If it's actually failing (I edited the args to run false to force it), you should get an Init:Error eventually transitioning to Init:CrashLoopBackOff, with the app containers never starting at all:

$ kubectl get po
ana-kong-7464647b7b-szldd        0/1     Init:Error   1 (6s ago)   7s
$ sleep 80
$ kubectl get po
ana-kong-7464647b7b-szldd        0/1     Init:CrashLoopBackOff   5 (102s ago)   4m39s
  wait-for-db:
    Container ID:    containerd://db988d99cad4f82efec21334304fcb7bf936fc9017be7fe1bc4d80dfcd9c60fe
    Image:           kong:3.5
    Image ID:        docker.io/library/kong@sha256:ba218fe5832d5fd2c2d915df9016d59e17af1ef58dcd7edbf4744cc480c55793
    Port:            <none>
    Host Port:       <none>
    SeccompProfile:  RuntimeDefault
    Args:
      false
    State:          Terminated
      Reason:       Error
      Exit Code:    1
      Started:      Wed, 21 Feb 2024 15:46:59 -0800
      Finished:     Wed, 21 Feb 2024 15:46:59 -0800
    Last State:     Terminated
      Reason:       Error
      Exit Code:    1
      Started:      Wed, 21 Feb 2024 15:46:58 -0800
      Finished:     Wed, 21 Feb 2024 15:46:58 -0800
    Ready:          False

The basic rules around init container management stipulate that they should never be running concurrently with anything else, so if they are that'd arguably be a Kubernetes-level bug. I was unable to find any reports elsewhere matching that description, however.

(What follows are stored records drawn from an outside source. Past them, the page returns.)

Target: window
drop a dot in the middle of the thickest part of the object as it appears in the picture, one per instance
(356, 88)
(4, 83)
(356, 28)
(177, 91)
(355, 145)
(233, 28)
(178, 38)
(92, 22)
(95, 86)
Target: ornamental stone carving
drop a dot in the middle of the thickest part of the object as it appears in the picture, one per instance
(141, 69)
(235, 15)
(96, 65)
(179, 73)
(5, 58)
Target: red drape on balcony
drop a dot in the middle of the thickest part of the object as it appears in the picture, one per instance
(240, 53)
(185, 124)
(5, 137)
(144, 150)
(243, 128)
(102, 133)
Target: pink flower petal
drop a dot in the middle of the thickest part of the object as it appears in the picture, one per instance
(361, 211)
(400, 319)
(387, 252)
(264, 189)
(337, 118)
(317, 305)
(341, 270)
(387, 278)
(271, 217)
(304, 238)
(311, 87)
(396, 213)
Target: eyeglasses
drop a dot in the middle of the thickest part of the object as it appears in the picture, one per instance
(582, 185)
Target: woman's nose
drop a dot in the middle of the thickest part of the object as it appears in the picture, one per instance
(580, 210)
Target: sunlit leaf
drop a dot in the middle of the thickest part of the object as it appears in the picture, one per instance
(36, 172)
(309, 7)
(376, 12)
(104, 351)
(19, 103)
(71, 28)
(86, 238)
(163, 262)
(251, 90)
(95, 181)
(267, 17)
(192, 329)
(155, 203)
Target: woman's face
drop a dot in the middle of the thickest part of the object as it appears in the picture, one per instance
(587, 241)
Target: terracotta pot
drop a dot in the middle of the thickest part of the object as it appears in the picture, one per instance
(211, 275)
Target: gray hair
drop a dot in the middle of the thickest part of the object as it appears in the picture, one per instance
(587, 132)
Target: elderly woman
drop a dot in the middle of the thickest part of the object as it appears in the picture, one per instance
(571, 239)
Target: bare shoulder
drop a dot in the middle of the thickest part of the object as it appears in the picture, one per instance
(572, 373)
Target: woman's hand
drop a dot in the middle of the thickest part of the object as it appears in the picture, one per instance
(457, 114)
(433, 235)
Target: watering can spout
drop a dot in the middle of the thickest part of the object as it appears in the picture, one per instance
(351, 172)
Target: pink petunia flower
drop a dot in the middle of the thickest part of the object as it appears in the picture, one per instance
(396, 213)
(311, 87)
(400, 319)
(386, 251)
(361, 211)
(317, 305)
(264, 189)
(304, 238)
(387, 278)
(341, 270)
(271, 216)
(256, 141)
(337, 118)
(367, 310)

It's worth noting that the exit code is technically from the bash -c (and then https://github.com/Kong/docker-kong/blob/master/docker-entrypoint.sh below that), so this is maybe something else in the scripts returning the exit code.

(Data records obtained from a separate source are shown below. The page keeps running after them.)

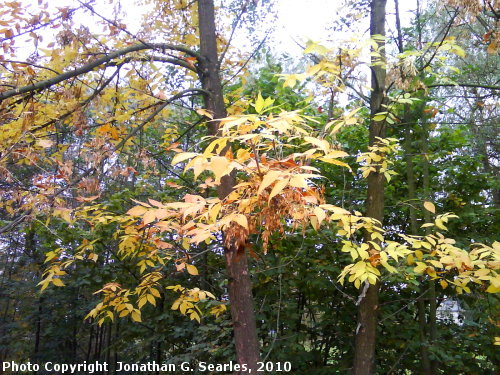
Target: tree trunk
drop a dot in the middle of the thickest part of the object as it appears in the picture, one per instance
(410, 177)
(432, 323)
(240, 287)
(364, 355)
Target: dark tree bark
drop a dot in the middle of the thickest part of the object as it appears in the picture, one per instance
(240, 287)
(364, 355)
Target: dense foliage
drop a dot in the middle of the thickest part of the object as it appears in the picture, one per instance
(119, 208)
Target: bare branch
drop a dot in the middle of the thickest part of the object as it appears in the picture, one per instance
(92, 65)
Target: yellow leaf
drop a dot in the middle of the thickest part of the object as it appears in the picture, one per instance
(320, 214)
(259, 103)
(183, 156)
(194, 315)
(137, 211)
(149, 217)
(219, 165)
(192, 270)
(278, 187)
(151, 299)
(429, 206)
(241, 220)
(320, 143)
(204, 112)
(299, 182)
(268, 179)
(57, 282)
(136, 316)
(45, 143)
(440, 225)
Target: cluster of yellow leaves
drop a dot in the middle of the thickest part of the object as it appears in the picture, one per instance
(439, 258)
(188, 299)
(116, 301)
(375, 160)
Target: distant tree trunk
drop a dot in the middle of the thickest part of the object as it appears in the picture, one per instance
(432, 323)
(410, 178)
(240, 287)
(364, 355)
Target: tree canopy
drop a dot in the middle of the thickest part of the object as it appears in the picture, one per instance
(179, 192)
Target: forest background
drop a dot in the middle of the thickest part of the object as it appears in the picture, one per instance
(184, 190)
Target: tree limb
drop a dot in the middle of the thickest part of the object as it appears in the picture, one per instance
(94, 64)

We're using Kong helm charts 2.19.0, and image kong-gateway:3.4.1.1-rhel. However, I no longer see the issue (now seeing success using the original chart version) and can't replicate to get the original error logs. I only have this screenshot from Rancher:

image

Given there are a variety of teams working on our infra, I won't be able to narrow this down to any specific change/fix. Feel free to close this as unreproducible from here. Thanks for having a look.